Шутки Тиа или Именемипета, пустые споры о том, что вкуснее — куропатка жареная или тушенная в соусе, белое вино или красное, выбор подарков по случаю рождения второго ребенка Тийи и Тиа и тысяча подобных, не заслуживающих внимания мелочей, — простые радости жизни постепенно вернули свои права. Живое божество на глазах превращалось в земного человека, стремящегося к удовольствиям и чувственному наслаждению. Все вздохнули свободнее.

И все же подобное положение дел устраивало не всех. Однажды Туи сделала сыну замечание.

— Мой божественный сын, ты пьешь и мочишься, спишь, утром смываешь с глаз ночной прах, зовешь брадобрея тебя побрить, — сказала она ему тихо, чтобы никто не слышал, во время одного особенно безрадостного ужина. — Не пора ли тебе осознать свое предназначение и заняться рутинными делами государства? Многих начала беспокоить твоя праздность.

Только мать могла сказать ему такое. Рамсес кивнул и поцеловал ей руки. Он прекрасно знал, что при отце именно она была настоящим соправителем, и когда покойный супруг с сыном отправлялись в военный поход, она следила за порядком. Он так жаждал царской власти, что, получив ее, поддался иллюзии и решил, что у него больше нет цели в этом мире. Естественно, это было ошибкой. Пришла пора вернуться к управлению государством.

Он согласился даже утихомирить Исинофрет, которая, по словам Туи, полагала, что Нефертари достается больше внимания их общего супруга.
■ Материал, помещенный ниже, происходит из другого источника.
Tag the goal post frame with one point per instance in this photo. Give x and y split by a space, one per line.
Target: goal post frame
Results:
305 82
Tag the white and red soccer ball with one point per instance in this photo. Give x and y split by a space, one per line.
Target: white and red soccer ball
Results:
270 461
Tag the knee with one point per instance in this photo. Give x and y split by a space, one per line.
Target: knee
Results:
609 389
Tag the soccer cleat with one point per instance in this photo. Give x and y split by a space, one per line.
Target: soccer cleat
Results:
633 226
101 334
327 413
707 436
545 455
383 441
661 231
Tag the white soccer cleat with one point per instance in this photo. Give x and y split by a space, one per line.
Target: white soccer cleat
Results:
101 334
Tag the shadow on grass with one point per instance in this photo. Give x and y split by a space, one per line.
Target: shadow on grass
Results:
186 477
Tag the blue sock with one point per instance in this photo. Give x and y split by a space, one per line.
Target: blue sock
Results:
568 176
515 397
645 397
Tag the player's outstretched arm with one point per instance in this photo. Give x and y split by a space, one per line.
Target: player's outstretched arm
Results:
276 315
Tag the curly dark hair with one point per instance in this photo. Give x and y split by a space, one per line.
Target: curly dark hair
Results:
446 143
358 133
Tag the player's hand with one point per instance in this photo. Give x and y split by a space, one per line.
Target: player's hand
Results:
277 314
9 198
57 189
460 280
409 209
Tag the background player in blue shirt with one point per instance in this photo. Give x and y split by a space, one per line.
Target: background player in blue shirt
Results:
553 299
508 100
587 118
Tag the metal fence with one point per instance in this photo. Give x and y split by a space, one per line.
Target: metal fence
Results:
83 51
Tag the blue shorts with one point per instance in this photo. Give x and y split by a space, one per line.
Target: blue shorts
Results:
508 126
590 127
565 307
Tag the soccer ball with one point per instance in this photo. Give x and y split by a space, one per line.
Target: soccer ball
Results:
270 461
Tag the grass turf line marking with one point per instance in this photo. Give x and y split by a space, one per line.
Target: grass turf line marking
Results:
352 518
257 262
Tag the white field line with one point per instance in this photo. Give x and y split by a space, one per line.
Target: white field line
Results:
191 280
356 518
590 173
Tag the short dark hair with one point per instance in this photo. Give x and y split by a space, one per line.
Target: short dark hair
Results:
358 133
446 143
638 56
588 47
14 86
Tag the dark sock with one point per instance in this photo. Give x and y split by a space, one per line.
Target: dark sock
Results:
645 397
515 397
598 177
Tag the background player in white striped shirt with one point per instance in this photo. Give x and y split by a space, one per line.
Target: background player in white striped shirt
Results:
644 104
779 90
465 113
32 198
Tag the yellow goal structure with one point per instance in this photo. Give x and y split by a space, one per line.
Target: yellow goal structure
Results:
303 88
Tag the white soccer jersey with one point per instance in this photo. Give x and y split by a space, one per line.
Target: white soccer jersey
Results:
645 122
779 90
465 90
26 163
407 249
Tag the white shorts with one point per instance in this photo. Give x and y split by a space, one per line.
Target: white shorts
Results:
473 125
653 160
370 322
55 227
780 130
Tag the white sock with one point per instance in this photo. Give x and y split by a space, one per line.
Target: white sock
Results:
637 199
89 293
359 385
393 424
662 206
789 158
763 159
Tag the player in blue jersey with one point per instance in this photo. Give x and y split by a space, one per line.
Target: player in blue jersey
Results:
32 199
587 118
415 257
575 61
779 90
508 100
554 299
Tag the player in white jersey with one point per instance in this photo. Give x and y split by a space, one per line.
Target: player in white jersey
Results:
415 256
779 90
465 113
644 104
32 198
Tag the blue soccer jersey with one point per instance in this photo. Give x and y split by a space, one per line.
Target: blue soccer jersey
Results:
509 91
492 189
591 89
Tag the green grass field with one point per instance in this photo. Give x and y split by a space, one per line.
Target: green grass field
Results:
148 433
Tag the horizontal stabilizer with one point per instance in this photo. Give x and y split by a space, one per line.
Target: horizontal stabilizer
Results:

Исинофрет пришло в голову воздать почести Великому Сфинксу Хуруну, который оберегает ее божественного супруга.

— Бога Хуруна почитают у нее на родине, — пояснила Туи, как обычно, заботящаяся о сохранении мира в семье сына. — Исинофрет полагает, что, устроив эту церемонию, ты выкажешь ей уважение.
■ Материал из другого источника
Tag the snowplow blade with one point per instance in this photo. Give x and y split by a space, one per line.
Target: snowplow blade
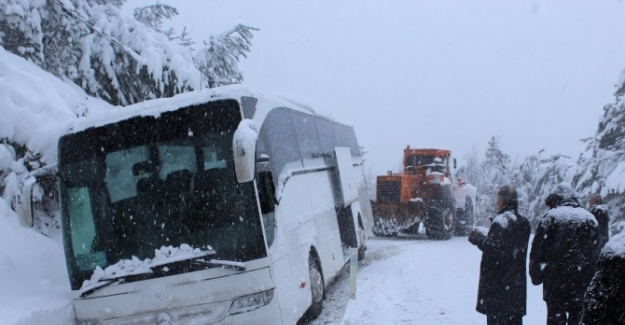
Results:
391 219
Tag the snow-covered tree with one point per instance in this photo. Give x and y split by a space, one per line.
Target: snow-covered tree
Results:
113 55
470 170
495 172
603 164
538 178
219 61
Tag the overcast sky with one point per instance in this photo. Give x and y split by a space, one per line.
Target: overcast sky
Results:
452 74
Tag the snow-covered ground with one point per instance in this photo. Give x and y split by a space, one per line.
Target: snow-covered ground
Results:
404 280
413 280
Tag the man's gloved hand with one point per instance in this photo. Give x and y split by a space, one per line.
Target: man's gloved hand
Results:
476 237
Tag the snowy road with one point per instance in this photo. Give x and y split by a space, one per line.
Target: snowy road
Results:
413 280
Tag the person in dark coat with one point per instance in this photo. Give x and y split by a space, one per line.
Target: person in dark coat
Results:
600 211
502 290
563 255
604 302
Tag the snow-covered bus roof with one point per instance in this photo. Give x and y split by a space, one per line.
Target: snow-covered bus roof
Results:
156 107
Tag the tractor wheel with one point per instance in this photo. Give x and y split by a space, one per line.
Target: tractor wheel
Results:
316 290
440 223
385 228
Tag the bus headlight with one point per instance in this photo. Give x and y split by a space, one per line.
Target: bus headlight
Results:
251 302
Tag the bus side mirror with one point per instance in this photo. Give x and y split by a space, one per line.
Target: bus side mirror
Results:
24 206
244 150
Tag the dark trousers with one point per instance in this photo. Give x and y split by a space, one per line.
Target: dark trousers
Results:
564 314
504 320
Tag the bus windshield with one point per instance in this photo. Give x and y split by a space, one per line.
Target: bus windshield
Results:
134 186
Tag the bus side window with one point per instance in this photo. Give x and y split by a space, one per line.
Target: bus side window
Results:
266 194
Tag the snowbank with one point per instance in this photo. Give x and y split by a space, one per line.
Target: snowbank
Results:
35 287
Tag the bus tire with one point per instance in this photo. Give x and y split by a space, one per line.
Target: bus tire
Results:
316 289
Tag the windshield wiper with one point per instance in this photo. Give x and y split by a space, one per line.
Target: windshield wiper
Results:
105 282
198 261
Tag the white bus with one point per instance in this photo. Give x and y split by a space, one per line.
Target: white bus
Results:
223 206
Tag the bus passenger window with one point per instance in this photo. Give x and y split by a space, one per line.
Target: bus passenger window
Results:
266 194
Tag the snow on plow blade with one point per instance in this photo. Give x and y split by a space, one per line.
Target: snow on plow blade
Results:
391 219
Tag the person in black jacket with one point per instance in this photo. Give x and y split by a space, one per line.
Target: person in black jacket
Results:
600 211
604 302
502 291
563 255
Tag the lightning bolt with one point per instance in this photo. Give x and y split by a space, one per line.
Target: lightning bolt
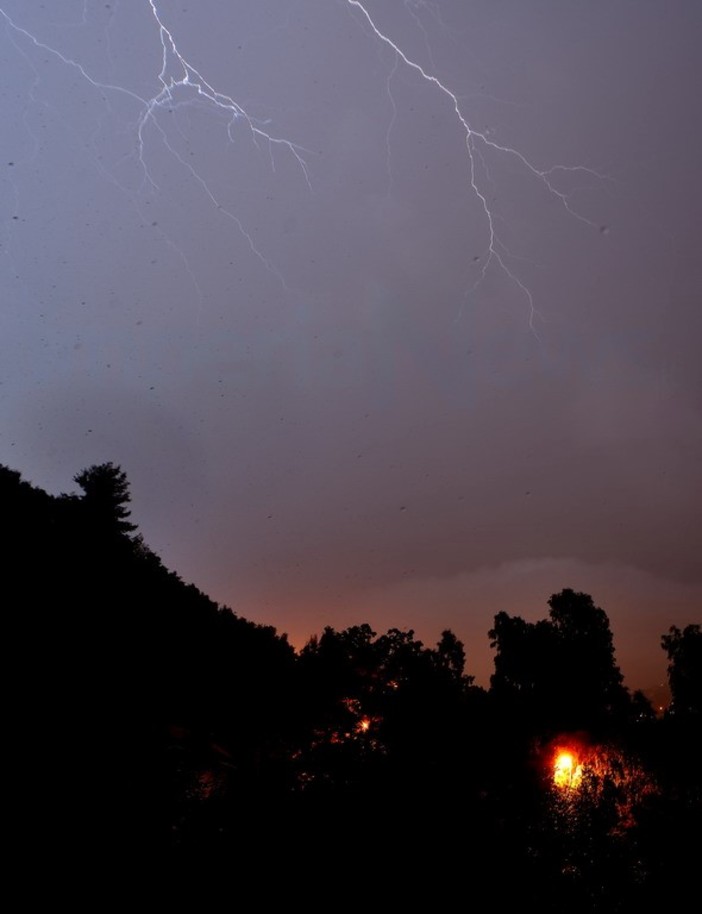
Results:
476 142
180 83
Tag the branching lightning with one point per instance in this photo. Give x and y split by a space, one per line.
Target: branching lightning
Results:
180 83
177 77
473 140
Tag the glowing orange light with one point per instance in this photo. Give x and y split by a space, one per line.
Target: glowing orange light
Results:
567 770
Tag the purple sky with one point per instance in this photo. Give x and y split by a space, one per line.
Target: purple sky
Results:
345 384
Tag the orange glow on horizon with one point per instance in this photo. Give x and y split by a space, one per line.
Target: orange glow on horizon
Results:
567 770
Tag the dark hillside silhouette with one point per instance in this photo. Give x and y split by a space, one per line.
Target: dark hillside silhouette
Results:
145 715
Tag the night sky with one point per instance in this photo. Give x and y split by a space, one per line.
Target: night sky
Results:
390 313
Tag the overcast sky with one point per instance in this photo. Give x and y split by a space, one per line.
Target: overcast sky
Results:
391 313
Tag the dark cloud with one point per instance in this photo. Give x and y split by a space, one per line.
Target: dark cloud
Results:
326 414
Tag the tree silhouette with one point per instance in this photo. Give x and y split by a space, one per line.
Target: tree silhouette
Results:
684 649
106 496
560 672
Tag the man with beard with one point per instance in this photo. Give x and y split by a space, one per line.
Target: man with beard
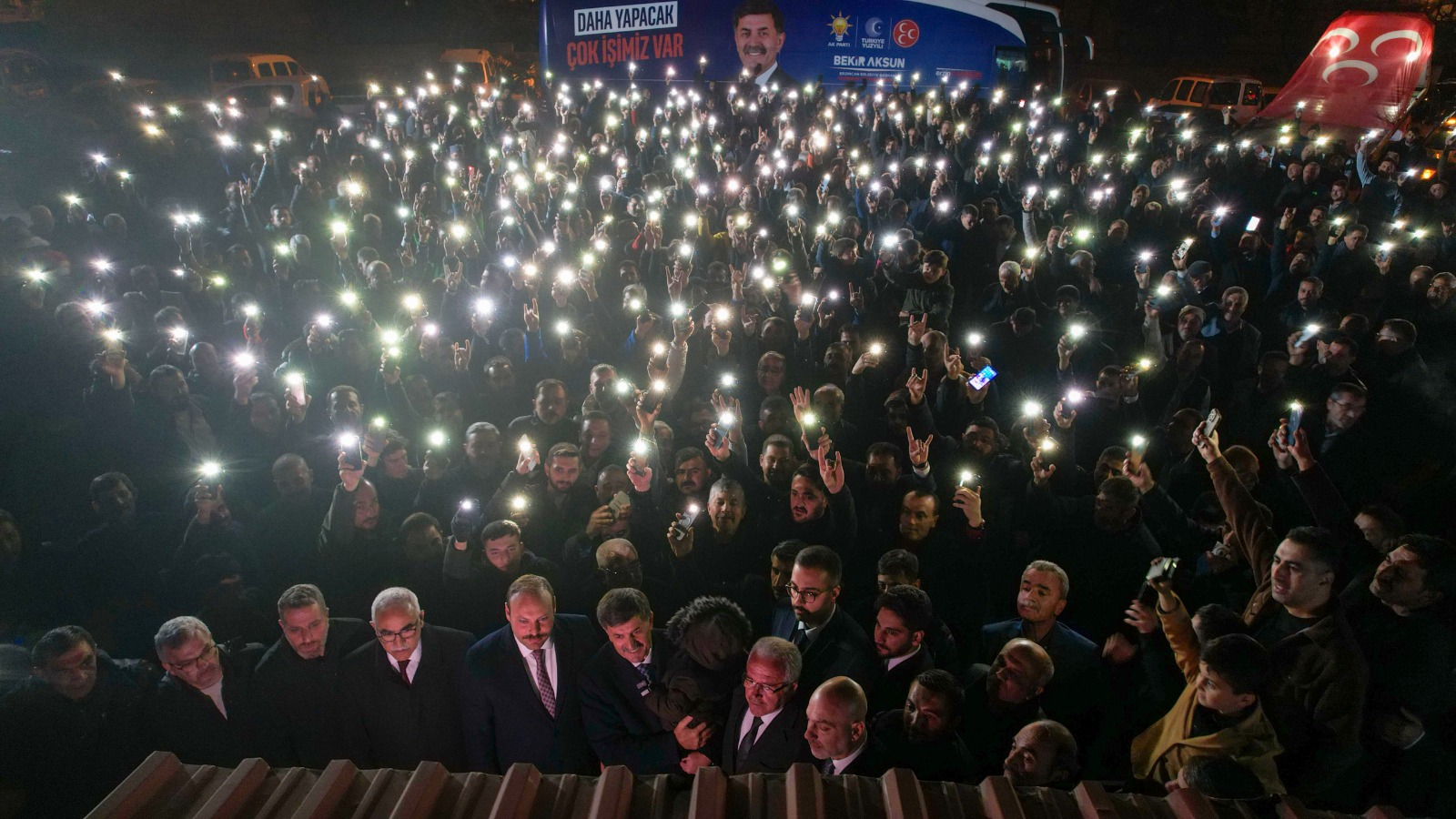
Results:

Рамсес поморщился. Устраивать поклонение чуждому божеству означало дать лишний повод для недовольства местному жречеству.
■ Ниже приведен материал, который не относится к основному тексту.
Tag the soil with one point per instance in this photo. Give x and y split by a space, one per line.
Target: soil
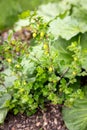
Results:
49 119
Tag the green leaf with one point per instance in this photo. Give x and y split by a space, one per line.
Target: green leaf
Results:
83 43
67 27
76 117
3 113
3 100
3 108
51 10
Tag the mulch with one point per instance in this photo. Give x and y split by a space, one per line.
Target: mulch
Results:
49 119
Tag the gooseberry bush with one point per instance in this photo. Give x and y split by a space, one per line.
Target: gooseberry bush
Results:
51 68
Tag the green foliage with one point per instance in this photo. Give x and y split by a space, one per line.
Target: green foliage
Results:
51 69
14 8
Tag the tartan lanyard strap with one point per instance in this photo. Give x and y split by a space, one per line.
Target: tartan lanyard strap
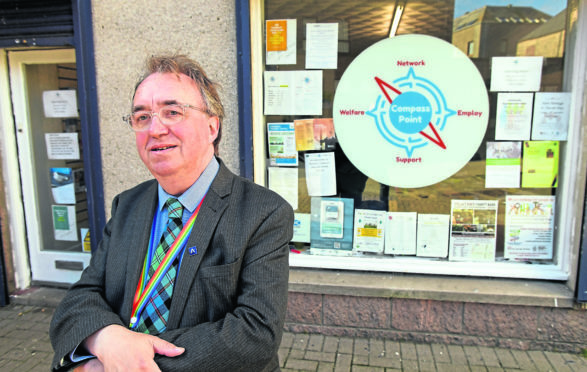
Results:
144 292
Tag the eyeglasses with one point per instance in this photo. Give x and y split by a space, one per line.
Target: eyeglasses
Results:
168 115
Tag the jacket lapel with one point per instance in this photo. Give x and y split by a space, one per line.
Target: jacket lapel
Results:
212 209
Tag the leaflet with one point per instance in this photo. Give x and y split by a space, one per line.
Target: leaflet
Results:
473 229
529 227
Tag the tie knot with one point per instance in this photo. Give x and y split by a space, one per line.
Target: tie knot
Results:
174 208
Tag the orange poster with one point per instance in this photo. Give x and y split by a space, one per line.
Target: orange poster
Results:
276 35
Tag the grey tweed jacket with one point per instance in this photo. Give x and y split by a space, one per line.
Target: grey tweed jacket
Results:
229 299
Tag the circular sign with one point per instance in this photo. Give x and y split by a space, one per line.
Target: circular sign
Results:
410 111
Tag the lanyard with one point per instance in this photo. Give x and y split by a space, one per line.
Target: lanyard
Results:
144 292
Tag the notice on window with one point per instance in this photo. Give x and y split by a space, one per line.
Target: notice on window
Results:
60 103
369 231
62 185
301 228
540 164
62 146
293 92
516 74
529 227
64 223
321 45
320 174
284 181
472 230
432 238
551 116
503 164
514 116
281 42
400 233
282 144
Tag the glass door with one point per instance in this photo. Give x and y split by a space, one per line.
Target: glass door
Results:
48 135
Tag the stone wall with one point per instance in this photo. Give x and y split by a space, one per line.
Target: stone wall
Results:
446 322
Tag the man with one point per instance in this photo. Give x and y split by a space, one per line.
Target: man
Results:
210 299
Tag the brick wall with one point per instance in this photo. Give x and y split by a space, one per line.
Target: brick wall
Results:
460 323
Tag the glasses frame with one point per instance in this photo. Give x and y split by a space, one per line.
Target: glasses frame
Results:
128 118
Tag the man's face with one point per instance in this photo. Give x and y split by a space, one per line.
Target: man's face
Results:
175 155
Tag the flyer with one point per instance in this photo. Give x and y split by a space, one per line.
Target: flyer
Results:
282 144
321 45
369 230
64 223
432 240
514 116
281 42
320 173
540 164
473 230
503 164
293 92
400 233
516 74
284 181
529 227
331 226
551 116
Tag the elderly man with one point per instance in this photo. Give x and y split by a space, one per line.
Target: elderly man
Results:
192 270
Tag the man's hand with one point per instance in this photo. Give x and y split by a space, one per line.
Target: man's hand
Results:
120 349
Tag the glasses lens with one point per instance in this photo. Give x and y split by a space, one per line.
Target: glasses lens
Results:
171 114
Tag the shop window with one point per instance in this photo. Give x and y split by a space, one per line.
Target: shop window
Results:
496 215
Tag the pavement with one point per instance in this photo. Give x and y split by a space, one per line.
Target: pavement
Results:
25 346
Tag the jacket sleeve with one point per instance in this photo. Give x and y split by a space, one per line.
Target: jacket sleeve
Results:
246 338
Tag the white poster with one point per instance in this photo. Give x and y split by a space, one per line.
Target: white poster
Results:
514 116
516 74
503 165
551 116
320 173
529 227
60 103
293 92
369 230
321 45
400 233
432 238
284 181
472 230
62 146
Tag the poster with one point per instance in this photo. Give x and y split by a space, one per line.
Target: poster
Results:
320 173
60 103
284 181
516 74
321 45
400 233
293 92
369 230
551 116
540 164
473 230
64 222
281 42
62 185
62 146
513 119
301 227
529 227
331 226
282 144
503 164
410 111
432 240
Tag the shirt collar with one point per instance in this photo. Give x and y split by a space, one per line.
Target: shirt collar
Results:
192 196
— И где мне найти жрецов этого Хуруна?

— Положись на меня, — отозвалась Туи. — Мы позовем жрецов Хора.

Церемония состоялась три недели спустя, и провели ее жрецы Хора, поскольку в Ханаане Хуруна почитали в облике бога-сокола. Пока жрецы читали священные тексты, Рамсес то и дело всматривался вдаль. На востоке высился Храм Солнца — последняя прихоть Эхнатона, с крышей, заостренной, как вершина обелиска, — от которого каждый вечер роскошная лодка увозила бога на Запад; на западе были видны три величественные пирамиды, монументальные гробницы царей древности — Хеопса, Хепрена и Микерина. Рамсес недоумевал, почему его предки отказались от традиции возводить себе подобные усыпальницы. Разве это не лучший способ доказать всем живущим, что фараон вечен? И почему бы ему не построить себе такую же, возобновив славный обычай?